Strains and plasmids for protein expression

Uba1 was purified from the InvSc1 strain (Invitrogen). Both CPY*-TM and soluble CPY* were purified from a hrd3Δalg3Δ strain derived from BY4741 (yRB129: MATa his3Δ1 leu2Δ0 ura3Δ0 met15Δ0 hrd3Δ::kanRMX4 alg3Δ::hphNT1). Hrd1 was expressed and purified from a hrd1Δubc7Δ diploid (yBGP55B: MATa/α his3Δ1/his3Δ1 leu2Δ0/leu2Δ0 LYS2/lys2Δ0 met15Δ0/MET15 ura3Δ0/ura3Δ0 hrd1::HphNT1/hrd1::HphNT1 ubc7::KanRMX4/ubc7:KanRMX4). Bacterial expression strains were BL21-CodonPlus (DE3) RIPL (Agilent). (See Table S11)
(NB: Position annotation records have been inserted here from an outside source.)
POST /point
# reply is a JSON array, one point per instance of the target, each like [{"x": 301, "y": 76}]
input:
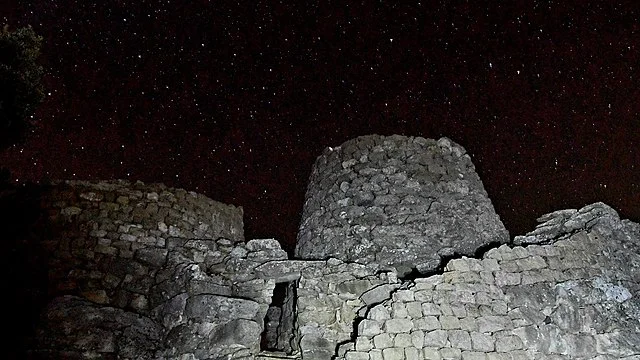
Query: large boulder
[{"x": 398, "y": 201}]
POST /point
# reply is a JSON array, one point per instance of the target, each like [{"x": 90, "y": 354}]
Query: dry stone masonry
[
  {"x": 400, "y": 257},
  {"x": 401, "y": 201}
]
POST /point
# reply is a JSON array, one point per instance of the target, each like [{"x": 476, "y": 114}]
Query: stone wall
[
  {"x": 574, "y": 298},
  {"x": 142, "y": 271},
  {"x": 147, "y": 272},
  {"x": 395, "y": 200}
]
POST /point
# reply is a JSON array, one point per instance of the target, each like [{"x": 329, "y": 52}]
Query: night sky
[{"x": 236, "y": 100}]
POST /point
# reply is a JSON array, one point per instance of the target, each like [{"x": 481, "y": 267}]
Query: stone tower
[{"x": 397, "y": 201}]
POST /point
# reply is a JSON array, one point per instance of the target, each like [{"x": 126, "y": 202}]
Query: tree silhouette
[{"x": 20, "y": 87}]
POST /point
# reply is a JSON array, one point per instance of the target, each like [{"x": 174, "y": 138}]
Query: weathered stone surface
[
  {"x": 131, "y": 272},
  {"x": 583, "y": 305},
  {"x": 396, "y": 201}
]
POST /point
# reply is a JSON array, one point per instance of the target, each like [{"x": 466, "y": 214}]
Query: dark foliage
[{"x": 20, "y": 87}]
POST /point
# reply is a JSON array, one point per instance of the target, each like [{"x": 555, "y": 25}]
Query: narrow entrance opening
[{"x": 279, "y": 333}]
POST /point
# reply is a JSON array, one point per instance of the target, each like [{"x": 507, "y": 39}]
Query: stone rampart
[
  {"x": 142, "y": 271},
  {"x": 575, "y": 298}
]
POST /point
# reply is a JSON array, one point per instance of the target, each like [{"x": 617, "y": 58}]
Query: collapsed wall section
[
  {"x": 398, "y": 201},
  {"x": 574, "y": 297}
]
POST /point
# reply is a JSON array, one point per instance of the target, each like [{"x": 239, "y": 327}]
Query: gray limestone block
[
  {"x": 563, "y": 223},
  {"x": 432, "y": 203},
  {"x": 76, "y": 326}
]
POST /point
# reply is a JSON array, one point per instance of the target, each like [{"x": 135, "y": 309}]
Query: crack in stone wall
[{"x": 142, "y": 271}]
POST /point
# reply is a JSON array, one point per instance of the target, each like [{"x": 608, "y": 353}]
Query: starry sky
[{"x": 236, "y": 100}]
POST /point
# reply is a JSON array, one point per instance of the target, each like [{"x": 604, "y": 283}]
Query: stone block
[
  {"x": 459, "y": 339},
  {"x": 427, "y": 323},
  {"x": 369, "y": 328},
  {"x": 435, "y": 338},
  {"x": 402, "y": 340},
  {"x": 482, "y": 342},
  {"x": 450, "y": 322},
  {"x": 393, "y": 354},
  {"x": 395, "y": 326}
]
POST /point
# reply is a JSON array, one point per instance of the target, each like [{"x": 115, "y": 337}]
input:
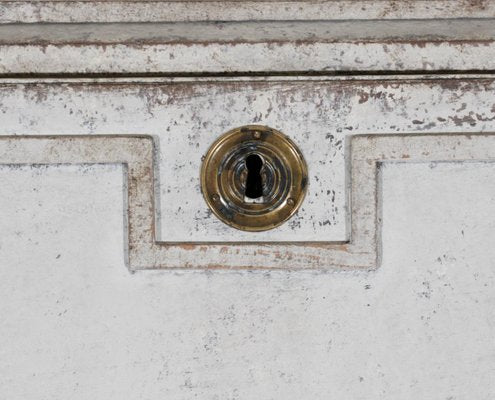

Yeast overexpression for purification were from 2μ plasmids of the pRS42X series driven by the inducible Gal1 promoter⁵⁴. Bacterial expression of Cue1 and Ubc7 were expressed from two different fusion proteins. As previously described¹⁸, where Cue1(24–203) (pAS153) and Ubc7 (pAS159) were expressed with an N-terminal His₆ tag in a pET28B vector (Novagen). Cue1 and Ubc7 were also expressed from a K27-His₁₄-pSUMO vector allowing for the complete removal of affinity and solubility tags⁵⁵. (See Table S12)

Yeast protein expression and purification

Yeast strains with plasmids for the expression of proteins of interest were grown at 30°C with shaking in synthetic dropout media. 1:150 dilutions of actively growing cultures were used to inoculate eight 1L cultures in 2.8L Fernbach flasks. The cultures were grown for 24 hours at 30°C with shaking. To induce expression, 4x yeast extract peptone (YP) broth containing 8 % (w/v) galactose was added to the culture to a final concentration of 1x YP and 2 % galactose. The temperature was shifted to 25°C, and the culture was grown for 15 to 18 hours. Cells were pelleted, washed with water or 2 mM dithiothreitol (DTT) (to weaken the cell wall), flash-frozen with liquid nitrogen, and stored at −80°C.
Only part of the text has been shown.